Question: Why isn’t 32 with lots of cuncurrent blocks on same multiprocessor?
for example, Tesla C1060 has compute capability 1.3,
-
The maximum number of active threads per multiprocessor is 1024
-
The maximum number of active blocks per multiprocessor is 8
so even you choose block size = 64, then you can not has 1024/64 = 16 active blocks,
you only have 8 active blocks at most in a multiprocessor
The reason given by the Programming Guide is that successive instructions can have register memory bank conflicts. It’s hard to know exactly what that means without more detail on the multiprocessor structure. We can infer some things based on that statement though:
-
The registers are organized in a manner similar to the shared memory, just bigger (8192 or 16384 32-bit registers rather than 4096 shared memory words). This makes sense since there would be no other sensible way to address that many registers.
-
Like shared memory, the register file is organized in banks, and if two words need to be read at the same time from the same bank, a delay will be incurred. We could imagine that registers are ordered such that consecutive register locations are striped across banks, just as shared memory locations stripe across banks.
-
To minimize bank conflicts, consecutive locations in the register file would be assigned to the same “logical register” in consecutively numbered threads. Then the register fetch stages for a given instruction in the pipeline would naturally avoid bank conflicts.
-
A block size of 64 would mean that there would generally be 8 pipeline stages between one instruction and the next. I don’t know if the 64 thread requirement is intended to space out requests to avoid conflicts, or if that number has something to do with the number of banks in the register file.
So that doesn’t answer your question, but hopefully gives you some ideas why a block of 64 threads could behave differently than two blocks of 32.
Even if ur block size is 32, the effective number of registers used by your kernel is 64*registers_in_cubin…
So, effectively for kernels with lot of registers, you will be loosing if you are using 32 as your block size…
Check the CUDA occupancy calculator for a proof.
(I think it was either Seibert or SPWorly who found this out… or may be, my mem is wrong)
Thanks for you answers!
I have benchmarked a few kernels that actually run faster at a block size of 32 than 64. So don’t assume that 64 is always better.
@MisterAnderson42: It would be nice to see those kernels. Is it possible for you to share them for us?
Thanks!
Sure. One of them is here: [url=“https://codeblue.umich.edu/hoomd-blue/trac/browser/trunk/src/cuda/LJForceGPU.cu”]https://codeblue.umich.edu/hoomd-blue/trac/...a/LJForceGPU.cu[/url] . On GTX 280/285 / Tesla 1000 series, it consistently benchmarks faster with a block size of 32.
Do you have any idea why? The cost of __syncthreads() maybe? (Is syncthreads ignored/costless in 32-threads blocks?)
The only __syncthreads() in that kernel is in the initialization to load in a table, so I don’t think so.

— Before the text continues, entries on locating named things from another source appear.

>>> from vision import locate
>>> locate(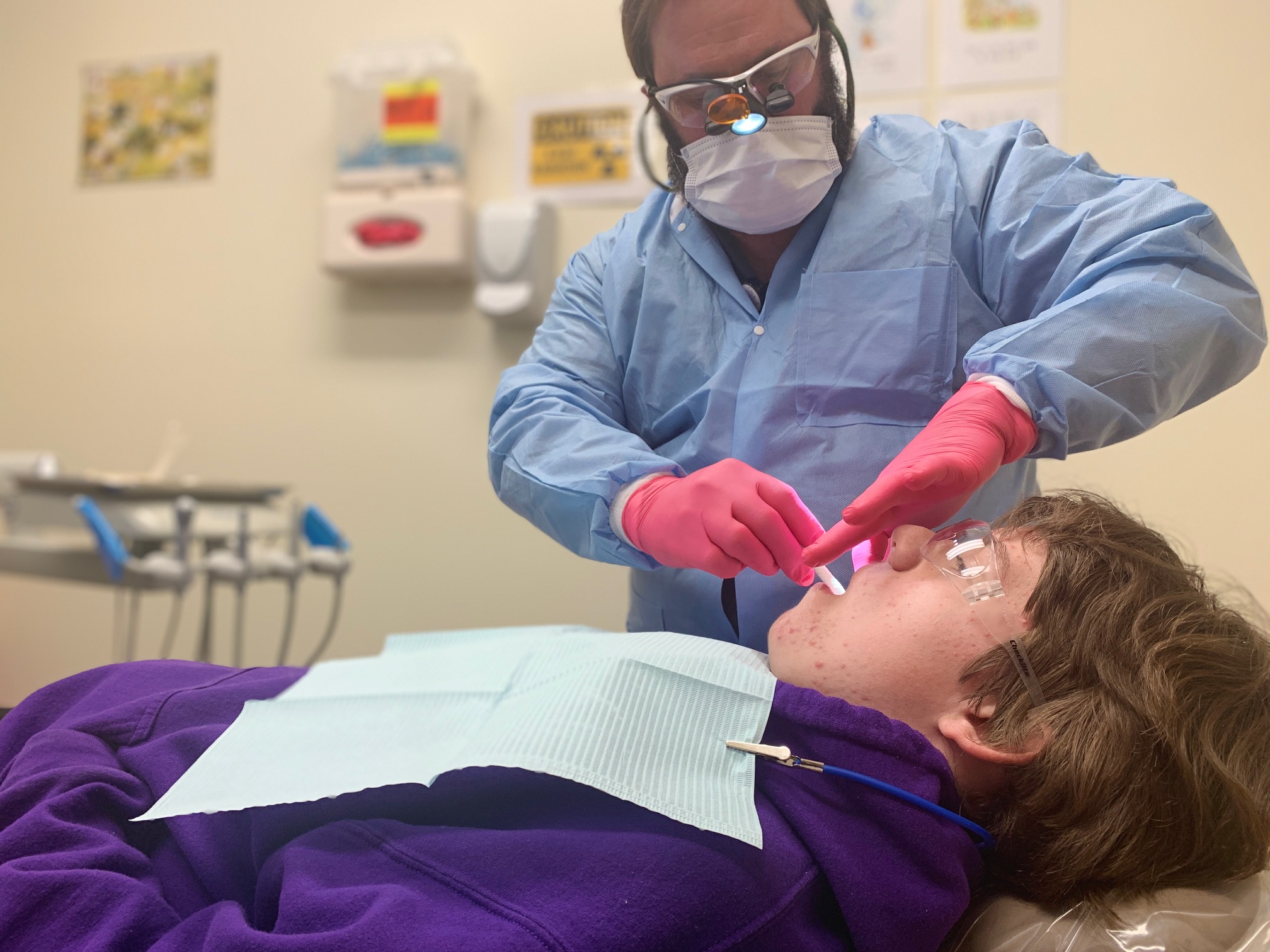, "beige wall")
[0,0,1270,705]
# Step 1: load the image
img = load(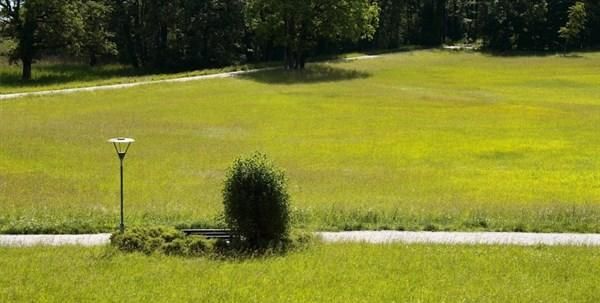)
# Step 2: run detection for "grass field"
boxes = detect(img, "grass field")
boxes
[0,55,268,94]
[0,51,600,233]
[0,245,600,302]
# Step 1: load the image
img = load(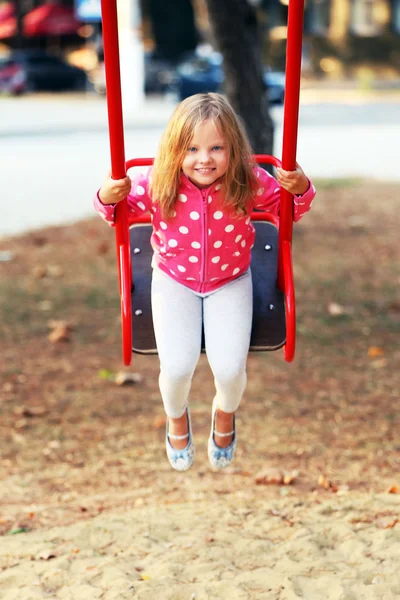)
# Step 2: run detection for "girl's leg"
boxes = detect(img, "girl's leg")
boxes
[204,271,253,446]
[151,269,202,422]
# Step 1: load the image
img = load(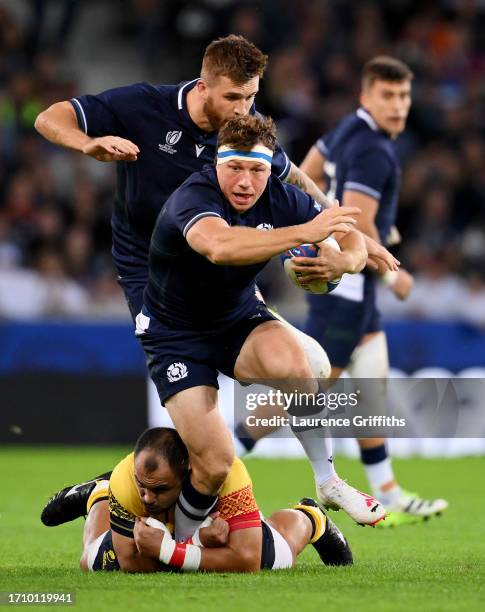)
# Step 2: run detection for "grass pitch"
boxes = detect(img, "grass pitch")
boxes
[0,448,485,612]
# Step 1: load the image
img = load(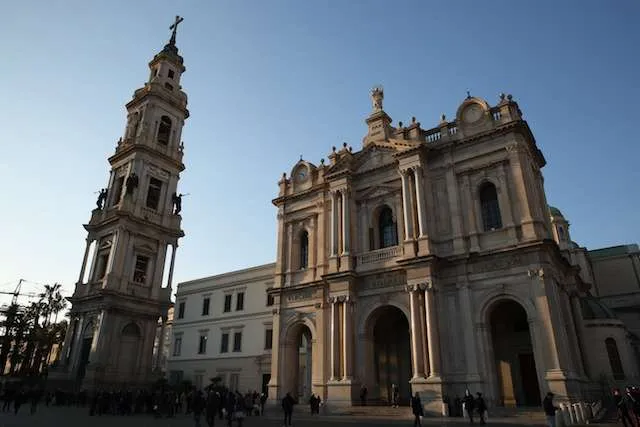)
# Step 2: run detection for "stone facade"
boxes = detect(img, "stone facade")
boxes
[269,88,637,409]
[168,263,275,393]
[53,25,189,389]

The kernel is fully memory bandwidth bound with a semi-random access pattern. Perhaps running with 32 threads in a block lowers the contention for the memory bus? I don’t know and I don’t really try to. A benchmark sweeping block sizes will always find the fastest :)
For that specific semi-random access pattern ;) But in general, yes, benchmarking, benchmarking & benchmarking.